“Who all did you talk to yesterday?” Dylan lifted my legs and sat on the sofa, then dropped my legs onto his lap.
Which didn’t make Roly and Poly very happy. They bookended my hips; Roly curled into a ball as she napped, and Poly sleeping on his back, his limbs outstretched. Dylan had disturbed their slumber and they meowed protests until Dylan scratched their heads and they started purring. They offered forgiveness easily.
They did not get that trait from me.
I said, “Mama, Daddy, Delia. Ainsley, Eulalie, Mr. Dunwoody. Avery Bryan, the Kirbys, the Ramelles. Jessa, Mr. Butterbaugh . . . you. I saw Hyacinth Foster but didn’t actually speak with her. I think that’s it. Unless you count the ghosts.” I sounded a lot like Jessa with my strained voice.
The ghosts, minus Haywood, were out on the front porch. Haywood had once again pulled a disappearing act.
I supposed I should be grateful he had been there for me when it truly mattered, but I was growing weary of him hiding out.
Yesterday when I had sent Virgil to find Delia, she’d still been asleep. The sound of the cats freaking out at the ghostly presence woke her up, and she quickly realized that Virgil wanted her to follow him. When she was leaving, Dylan was pulling up after springing his mama from the pokey, and lo and behold, Haywood had been with him.

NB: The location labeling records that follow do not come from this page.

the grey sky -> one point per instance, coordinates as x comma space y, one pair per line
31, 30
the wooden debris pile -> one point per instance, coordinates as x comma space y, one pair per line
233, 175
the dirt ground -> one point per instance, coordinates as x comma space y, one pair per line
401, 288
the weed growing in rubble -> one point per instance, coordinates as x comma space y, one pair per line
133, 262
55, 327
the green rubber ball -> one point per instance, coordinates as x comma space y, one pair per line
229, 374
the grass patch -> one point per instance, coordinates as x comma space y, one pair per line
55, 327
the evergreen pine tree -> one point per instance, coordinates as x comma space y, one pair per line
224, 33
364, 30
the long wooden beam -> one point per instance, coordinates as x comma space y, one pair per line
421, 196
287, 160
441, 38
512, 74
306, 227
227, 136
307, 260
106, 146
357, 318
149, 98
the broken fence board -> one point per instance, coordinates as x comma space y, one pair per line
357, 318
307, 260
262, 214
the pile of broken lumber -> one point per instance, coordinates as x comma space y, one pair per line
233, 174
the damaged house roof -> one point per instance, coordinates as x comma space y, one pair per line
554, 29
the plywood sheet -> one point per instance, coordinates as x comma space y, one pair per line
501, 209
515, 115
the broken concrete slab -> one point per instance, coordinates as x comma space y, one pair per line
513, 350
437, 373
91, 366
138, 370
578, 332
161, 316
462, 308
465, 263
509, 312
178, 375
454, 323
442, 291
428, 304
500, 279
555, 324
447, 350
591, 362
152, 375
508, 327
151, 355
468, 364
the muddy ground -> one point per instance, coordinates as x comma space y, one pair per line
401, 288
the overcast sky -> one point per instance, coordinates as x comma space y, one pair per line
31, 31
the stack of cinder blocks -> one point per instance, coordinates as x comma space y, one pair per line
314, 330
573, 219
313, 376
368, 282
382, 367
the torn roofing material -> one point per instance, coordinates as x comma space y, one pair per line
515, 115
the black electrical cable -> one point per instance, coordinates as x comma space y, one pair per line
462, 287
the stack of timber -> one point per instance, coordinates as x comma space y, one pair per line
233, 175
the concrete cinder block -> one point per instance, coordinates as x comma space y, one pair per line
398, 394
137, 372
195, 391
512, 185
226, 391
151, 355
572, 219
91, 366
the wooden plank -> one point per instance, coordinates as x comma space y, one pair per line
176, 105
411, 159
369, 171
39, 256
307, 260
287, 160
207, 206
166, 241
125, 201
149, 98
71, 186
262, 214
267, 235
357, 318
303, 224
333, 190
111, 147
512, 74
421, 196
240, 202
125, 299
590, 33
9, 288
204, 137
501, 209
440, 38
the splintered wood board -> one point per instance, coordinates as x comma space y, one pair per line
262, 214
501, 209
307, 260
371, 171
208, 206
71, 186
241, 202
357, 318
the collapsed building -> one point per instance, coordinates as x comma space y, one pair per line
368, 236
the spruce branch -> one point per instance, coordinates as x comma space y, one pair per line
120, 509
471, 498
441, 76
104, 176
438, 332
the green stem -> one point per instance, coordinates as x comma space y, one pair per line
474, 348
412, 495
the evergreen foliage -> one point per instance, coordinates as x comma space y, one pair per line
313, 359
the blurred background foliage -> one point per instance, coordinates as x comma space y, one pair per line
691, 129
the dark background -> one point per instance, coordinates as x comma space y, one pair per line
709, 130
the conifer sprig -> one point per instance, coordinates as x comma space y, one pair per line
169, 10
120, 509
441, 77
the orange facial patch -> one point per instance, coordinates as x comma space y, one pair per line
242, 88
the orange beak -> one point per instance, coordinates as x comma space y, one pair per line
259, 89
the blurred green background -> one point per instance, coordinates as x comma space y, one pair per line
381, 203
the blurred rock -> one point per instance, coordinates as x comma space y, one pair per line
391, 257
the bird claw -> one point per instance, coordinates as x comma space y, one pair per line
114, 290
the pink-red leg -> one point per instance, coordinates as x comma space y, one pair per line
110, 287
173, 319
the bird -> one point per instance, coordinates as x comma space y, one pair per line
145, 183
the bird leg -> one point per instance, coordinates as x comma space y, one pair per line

They’d all converged on the Ezekiel house and saw the smoke. Haywood showed Delia the secret tunnel that led beneath the shed out back to the house, and Dylan had gone in after me.
Mr. Butterbaugh was still in the hospital. He hadn’t only hit his head during the fire—he’d also had a heart attack. My aunt Eulalie had volunteered to sit with him, and I resurrected hopes that there might be a love connection between them yet.
Neither Virgil nor Jenny Jane had seen who tossed the bottle bomb, and I don’t know why my witchy senses hadn’t kicked in, either, other than maybe I was too far away from the source of danger.
“Is there anyone you didn’t talk to?” Dylan asked, smirking.
I smiled. “A couple of people . . .”
“You upset someone with your nosing around. What did you find out about Haywood’s case?” Delia asked.
I once again refrained from pointing out that Mr. Butterbaugh could have been the intended victim. It was a bit of a stretch. “What did I find out? Well, let’s see. Hyacinth might be a lush who hates Avery Bryan. Avery is angry and grieving. The Kirbys didn’t know about Haywood inheriting the house, and I think I volunteered to adopt Louella, Virgil’s she-devil dog.”
Delia nearly choked on her tea. “You what?”
“Long story,” I said, waving it off. I was supposed to have been at the kennel this morning, but I was sure Dr. Gabriel would understand my tardiness. “Mayor Ramelle might have a gambling problem and you already know about the secret room in the Ezekiel basement and how someone had searched it.”
Fortunately yesterday afternoon after the fire broke out, someone passing by the Ezekiel house had spotted the smoke and called the fire department. The majority of the damage had been contained to the basement, and because the house had been so solidly rebuilt, the structural integrity hadn’t been compromised. The basement needed a complete overhaul, but the rest of the house would need only a professional restoration service to get rid of the smell and soot. On the whole, the place would be just fine. A miracle.
“Oh,” I added, “and there’s something going on about letters. Hyacinth and Avery talked a little bit about them, and Doug hinted that Haywood had been the one who sent them and deserved what he got.” Suddenly I bolted upright.
“What’s wrong?” Dylan asked, concern filling his eyes. “Are you having pains?”
“Doug told me that when you played with fire, you got burned. He said it in reference to Haywood, but it seems a bit coincidental . . .”
“I’ll kill him,” Dylan seethed.
“Not if I get to him first,” Delia added in a stone-cold tone of voice.
I held up my hands. “We don’t know anything for sure. Let’s see if he has an alibi before we go killing anyone. And really, I should get first dibs.”
We fell into silence for a moment before Dylan said, “I don’t like this letter business. The crime techs went back to Haywood’s house yesterday after I gave the sheriff the info on Haywood’s family tree. The ashes we had found in the trash can? Remnants from typed letters.”
“Haywood said he didn’t burn them, so someone broke in just to set them afire?” I asked.
Was it possible it was the same person who’d tried to set me afire?
“Must have been something incriminating in them,” Dylan said, rubbing my feet.
“Incriminating letters that are upsetting people? Sounds like blackmail,” Delia theorized, glancing up from the computer screen.